Northwest Louisiana is holding its annual Science and Engineering Fair this week, and the brightest students in the region are gearing up for the event.

The Region 1 fair covers five parishes. In order to be eligible, students from Bossier, Caddo, Webster, Red River, and DeSoto parish had to place first, second, or third in science fairs at their schools.

More than 500 students will compete and be judged by 135 professionals from throughout the region.

Bob Boykin, a professor at Bossier Parish Community College, will be overseeing the competition, as he has for the last twenty-two years. He explained that the competition is divided into three divisions—elementary, middle school, and high school.

Within the divisions, there are seventeen categories students can enter, including animal sciences, chemistry, behavioral and social sciences, astronomy, and engineering.

“Each school, in each division, can enter ten projects,” Boykin said. “The teachers pick the ten, and then the one school that has the most points, they take home a trophy. And we have three trophies for each division.”

The competition has produced some memorable winners in the past. Perhaps the most memorable is Henry Lin, a student at Caddo Magnet High School who won a trip to the International Science Fair, where he took second place for his galaxy cluster simulations.

“That’s an international fair,” Boykin said. “That’s 70 countries, which speaks volumes for the math and science that northwest Louisiana is preparing.”

Boykin also said that the number of competitors has dwindled in recent years, as there has been a shift in focus in the local schools. Science has become less of a priority in many curriculums, as schools have begun to put more emphasis on English and mathematics.

“It goes in cycles. I expect to see a shift back towards science in the near future,” Boykin said.

Elizabeth Volden placed second in Calvary Baptist Academy’s competition, and is competing in the Medicine and Health Sciences category.

“I did ‘Brighten Your Smile,’ which is on what different things stain teeth the most. I found out that really, the pomegranate blueberry juice darkened it the most, but it really mostly had to do with the color. The darker the juice was, the darker it stained,” said Volden.

Fourth grader Jordan Lowe was competing in the earth and planetary sciences category with his project “Egg-ceptional Crystals.”

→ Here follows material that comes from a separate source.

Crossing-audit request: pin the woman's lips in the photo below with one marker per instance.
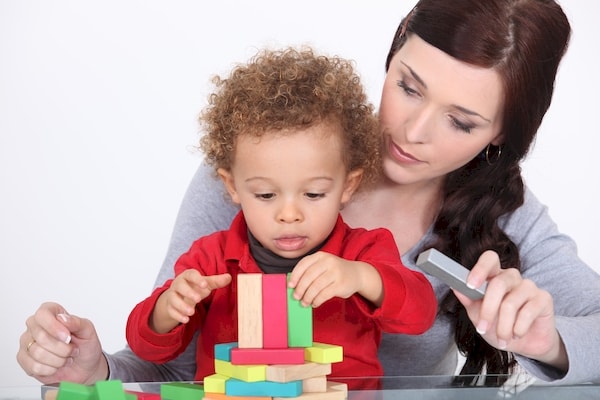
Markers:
(401, 156)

“We are growing crystals out of egg shells. We did the experiment, and we saw that my hypothesis, which was that the red food coloring would grow more crystals, was wrong, because when we checked them, the size of the crystals were all about the same,” said Lowe.

The science fair begins on Friday, March 7, and begins with judging from 9-11:30 a.m. and 12:30-3 p.m. and opens to the public from 6-8 p.m. On Saturday, visitation is allowed from 8:30-10 a.m. and the awards ceremony will be held from 10-11 a.m.

The fair is sponsored by BPCC, the Bossier City Optimist Club, Kilpatrick’s Rose-Neath Funeral Homes, Cemeteries and Flower Shops Inc., the Louisiana Engineering Society, and the City of Bossier.